I agree with Ben's post that this kind a system has been tried many times
and produced very little.  How can a collection of "Cats have claws;  Kitty
is a cat;  therefore Kitty has claws." relate cat and kitty and that kitty
is slang and normally used for a young cat.  A database of this type seems
to be like the Chinese room dilemma where even if you got something that
looked intelligent out of the system, you know for a fact that no
intelligence exists.  To know that a cat is a mammal as are people and dogs
can only be had by a huge collection of interrelated models that show the
relationships, properties, abilities etc of all of these things.  Such
models could be automatically created (probably) by using this kind of
information tidbits that you suggest but the process would be very messy and
the size of database would be enormous.  It would be like the AI trying to
find the rules and relations of things out of a huge pile of word facts.
Why not just build the rules and relationships into the AI from the
beginning, populating the models with relevant facts as you go.  This could
be done with much less labor by using the AI itself to build the models by
using higher and higher levels of teaching methods by multiple individuals.

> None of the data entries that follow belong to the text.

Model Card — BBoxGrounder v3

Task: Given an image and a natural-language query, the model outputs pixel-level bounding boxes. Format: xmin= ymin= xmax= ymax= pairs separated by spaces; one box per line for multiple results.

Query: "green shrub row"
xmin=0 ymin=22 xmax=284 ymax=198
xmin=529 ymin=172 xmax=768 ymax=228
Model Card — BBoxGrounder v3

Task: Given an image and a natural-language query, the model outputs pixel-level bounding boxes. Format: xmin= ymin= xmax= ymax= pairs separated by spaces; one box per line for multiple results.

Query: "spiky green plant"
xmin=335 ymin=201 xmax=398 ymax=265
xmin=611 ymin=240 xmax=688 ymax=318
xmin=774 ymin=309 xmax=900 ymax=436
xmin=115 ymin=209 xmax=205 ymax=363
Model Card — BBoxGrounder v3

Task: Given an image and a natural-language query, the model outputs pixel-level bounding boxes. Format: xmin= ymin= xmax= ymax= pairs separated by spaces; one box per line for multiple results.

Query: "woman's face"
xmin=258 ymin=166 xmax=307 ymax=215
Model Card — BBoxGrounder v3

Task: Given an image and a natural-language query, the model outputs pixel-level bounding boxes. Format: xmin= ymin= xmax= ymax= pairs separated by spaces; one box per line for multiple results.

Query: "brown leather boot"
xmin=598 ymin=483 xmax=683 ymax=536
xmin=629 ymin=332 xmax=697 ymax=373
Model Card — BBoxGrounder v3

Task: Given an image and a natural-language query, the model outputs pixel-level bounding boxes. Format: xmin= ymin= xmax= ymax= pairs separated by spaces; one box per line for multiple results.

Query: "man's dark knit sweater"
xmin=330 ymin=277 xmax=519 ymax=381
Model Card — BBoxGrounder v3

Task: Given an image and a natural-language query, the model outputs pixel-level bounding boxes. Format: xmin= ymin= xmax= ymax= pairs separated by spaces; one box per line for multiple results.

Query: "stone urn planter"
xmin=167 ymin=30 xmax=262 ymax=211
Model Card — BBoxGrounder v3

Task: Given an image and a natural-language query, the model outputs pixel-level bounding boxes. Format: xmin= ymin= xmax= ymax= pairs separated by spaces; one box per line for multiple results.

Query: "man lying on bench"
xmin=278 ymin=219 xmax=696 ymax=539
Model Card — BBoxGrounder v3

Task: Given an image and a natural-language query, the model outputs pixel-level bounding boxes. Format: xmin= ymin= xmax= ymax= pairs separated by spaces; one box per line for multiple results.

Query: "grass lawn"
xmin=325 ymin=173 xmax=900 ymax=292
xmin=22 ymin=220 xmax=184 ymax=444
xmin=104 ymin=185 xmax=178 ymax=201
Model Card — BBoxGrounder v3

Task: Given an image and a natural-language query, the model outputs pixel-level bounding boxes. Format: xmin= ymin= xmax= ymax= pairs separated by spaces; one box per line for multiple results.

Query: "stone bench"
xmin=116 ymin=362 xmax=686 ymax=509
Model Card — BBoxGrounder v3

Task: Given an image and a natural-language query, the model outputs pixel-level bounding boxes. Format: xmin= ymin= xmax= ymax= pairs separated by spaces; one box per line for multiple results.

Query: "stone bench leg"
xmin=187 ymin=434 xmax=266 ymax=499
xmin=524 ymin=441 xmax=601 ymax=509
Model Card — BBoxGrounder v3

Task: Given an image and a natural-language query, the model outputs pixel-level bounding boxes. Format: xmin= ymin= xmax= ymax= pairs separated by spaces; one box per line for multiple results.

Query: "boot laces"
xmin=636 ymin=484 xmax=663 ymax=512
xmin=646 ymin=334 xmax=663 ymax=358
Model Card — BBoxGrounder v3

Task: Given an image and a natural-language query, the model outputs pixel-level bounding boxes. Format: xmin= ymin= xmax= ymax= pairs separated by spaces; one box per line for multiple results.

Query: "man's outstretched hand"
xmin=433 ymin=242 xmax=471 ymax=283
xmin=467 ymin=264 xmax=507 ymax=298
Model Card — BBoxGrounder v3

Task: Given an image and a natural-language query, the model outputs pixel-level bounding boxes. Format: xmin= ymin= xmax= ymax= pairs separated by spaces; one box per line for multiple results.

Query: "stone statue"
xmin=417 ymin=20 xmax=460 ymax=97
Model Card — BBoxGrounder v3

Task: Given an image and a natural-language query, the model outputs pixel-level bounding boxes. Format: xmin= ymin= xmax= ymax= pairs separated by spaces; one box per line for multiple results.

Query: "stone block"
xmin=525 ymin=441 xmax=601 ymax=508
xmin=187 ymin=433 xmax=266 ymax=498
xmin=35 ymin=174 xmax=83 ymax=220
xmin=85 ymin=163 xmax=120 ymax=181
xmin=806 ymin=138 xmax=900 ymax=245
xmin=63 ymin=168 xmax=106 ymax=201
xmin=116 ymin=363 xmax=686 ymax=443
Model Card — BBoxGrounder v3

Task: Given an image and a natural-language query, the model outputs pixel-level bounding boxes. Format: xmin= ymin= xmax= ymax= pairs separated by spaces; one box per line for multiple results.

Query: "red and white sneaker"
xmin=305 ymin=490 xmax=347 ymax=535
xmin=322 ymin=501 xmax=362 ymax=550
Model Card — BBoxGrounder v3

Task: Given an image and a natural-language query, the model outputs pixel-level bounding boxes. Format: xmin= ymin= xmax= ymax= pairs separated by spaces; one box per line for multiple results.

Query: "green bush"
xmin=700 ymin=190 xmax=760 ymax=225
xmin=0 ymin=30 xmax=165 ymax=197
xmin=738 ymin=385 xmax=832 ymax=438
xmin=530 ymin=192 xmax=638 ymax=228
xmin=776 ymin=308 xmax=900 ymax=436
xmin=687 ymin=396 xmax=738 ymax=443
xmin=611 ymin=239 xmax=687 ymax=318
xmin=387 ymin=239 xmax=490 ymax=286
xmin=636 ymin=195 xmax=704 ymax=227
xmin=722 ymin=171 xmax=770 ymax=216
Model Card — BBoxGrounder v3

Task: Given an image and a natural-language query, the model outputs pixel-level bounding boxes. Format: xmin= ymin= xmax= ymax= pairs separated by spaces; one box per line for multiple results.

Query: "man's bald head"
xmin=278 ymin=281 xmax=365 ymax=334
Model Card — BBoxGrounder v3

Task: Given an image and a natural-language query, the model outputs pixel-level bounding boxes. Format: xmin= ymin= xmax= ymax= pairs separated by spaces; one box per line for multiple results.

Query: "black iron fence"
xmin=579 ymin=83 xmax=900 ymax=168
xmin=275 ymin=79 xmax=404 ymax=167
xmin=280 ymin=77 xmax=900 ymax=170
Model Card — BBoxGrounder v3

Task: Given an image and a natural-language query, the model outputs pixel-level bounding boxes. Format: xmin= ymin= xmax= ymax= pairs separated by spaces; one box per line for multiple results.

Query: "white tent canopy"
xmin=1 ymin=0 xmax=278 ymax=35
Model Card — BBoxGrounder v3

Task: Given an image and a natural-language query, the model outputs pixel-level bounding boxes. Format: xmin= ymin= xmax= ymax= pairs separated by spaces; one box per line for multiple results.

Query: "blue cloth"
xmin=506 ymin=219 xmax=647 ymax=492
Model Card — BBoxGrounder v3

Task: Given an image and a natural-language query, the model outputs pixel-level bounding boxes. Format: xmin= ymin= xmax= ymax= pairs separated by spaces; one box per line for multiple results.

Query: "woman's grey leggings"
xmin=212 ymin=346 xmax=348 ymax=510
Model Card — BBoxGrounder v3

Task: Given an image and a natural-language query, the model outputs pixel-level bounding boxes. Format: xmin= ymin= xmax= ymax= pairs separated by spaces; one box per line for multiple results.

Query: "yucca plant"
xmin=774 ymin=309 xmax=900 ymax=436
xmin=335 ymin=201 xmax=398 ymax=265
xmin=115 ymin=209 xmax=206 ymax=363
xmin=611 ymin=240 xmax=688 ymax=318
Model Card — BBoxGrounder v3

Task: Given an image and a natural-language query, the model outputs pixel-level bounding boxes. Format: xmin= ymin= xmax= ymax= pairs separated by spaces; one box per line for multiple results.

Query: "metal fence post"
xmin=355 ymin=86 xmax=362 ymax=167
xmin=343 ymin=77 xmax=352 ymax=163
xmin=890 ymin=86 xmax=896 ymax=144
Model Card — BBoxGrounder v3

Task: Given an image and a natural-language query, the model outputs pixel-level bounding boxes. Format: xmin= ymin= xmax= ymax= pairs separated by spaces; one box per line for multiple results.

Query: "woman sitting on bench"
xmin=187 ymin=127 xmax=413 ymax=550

Computer languages use a strict subset of English to populate their syntax.
People use English to communicate with each other.  Why would we want to use
a new language like Lojban when we already use subsets of English with
computers?  Why does an arbitrary English sentence have to be unambiguous?
Most of the time this isn't a problem for English language people and where
it might be a problem why couldn't it just be clarified the same as we
humans do all the time?  The teachers of the AI could intentionally use an
unambiguous subset of English and gradually use more and more sophisticated
sentences as the intelligence of the AI progressed.  Isn't this what we do
with children as they grow up?  Most people verify they understand
instructions given to them before them actually act on those instructions
and potential misunderstandings are normally avoided.  Why can't we do the
same with an AI?  Adding an additional language won't  eliminate the need
for the humans using English or the computer using it's English subset
language.  Whatever the ambiguity problem is between humans and computers,
will only be transported to between the human and the new language for no
net benefit.

David Clark

----- Original Message ----- 
From: "Benjamin Goertzel" <[EMAIL PROTECTED]>
To: <agi@v2.listbox.com>
Sent: Thursday, January 18, 2007 1:28 PM
Subject: Re: [agi] Project proposal: MindPixel 2


> YKY, this kind of thing has been tried many dozens of times in the
> history of AI.
>
> It does not lead to interesting results!  Alas...
>
> The key problem is that you can't feasibly encode enough facts to
> allow interesting commonsense inferences -- commonsense inference
> seems to require a very massive store of highly uncertain
> knowledge-items, rather than a small store of certain ones.
>
> BTW the rule
>
>  "if X is-a Y and Z(Y), then Z(X)".
>
> exists (in a slightly different form) in Novamente and many other
> inference systems...
>
> I feel like you are personally rediscovering GOFAI, the kind of AI
> that I read about in textbooks when I first started exploring the
> field in the early 1980's!!!!
>
> Ben G
>
> > Thanks for the tips.  My idea is quite simple, slightly innovative, but
not
> > groundbreaking.  Basically, I want to collect a knowledgebase of facts
as
> > well as rules.  Facts are like "water is wet" etc.  The rules I explain
> > with this example:  "Cats have claws;  Kitty is a cat;  therefore Kitty
has
> > claws."  Here is an implicit rule that says "if X is-a Y and Z(Y), then
> > Z(X)".  I call rules like this the "Rules of Thought".  They are not
logical
> > tautologies but they express some common thought patterns.
> >
> > My theory is that if we collect a bunch of these rules, add a database
> > of common sense facts, and add a rule-based FOPL inference engine (which
may
> > be enhanced with eg Pei Wang's numerical logic), then we have a common
sense
> > reasoner.  That's what I'm trying to build as a first-stage AGI.
> >
> > If it does work, there may be some commercial applications for such a
> > reasoner.  Also it would serve as the base to build a full AGI capable
of
> > machine learning etc (I have crudely worked out the long-term plan).
> >
> > So, is this a good business idea?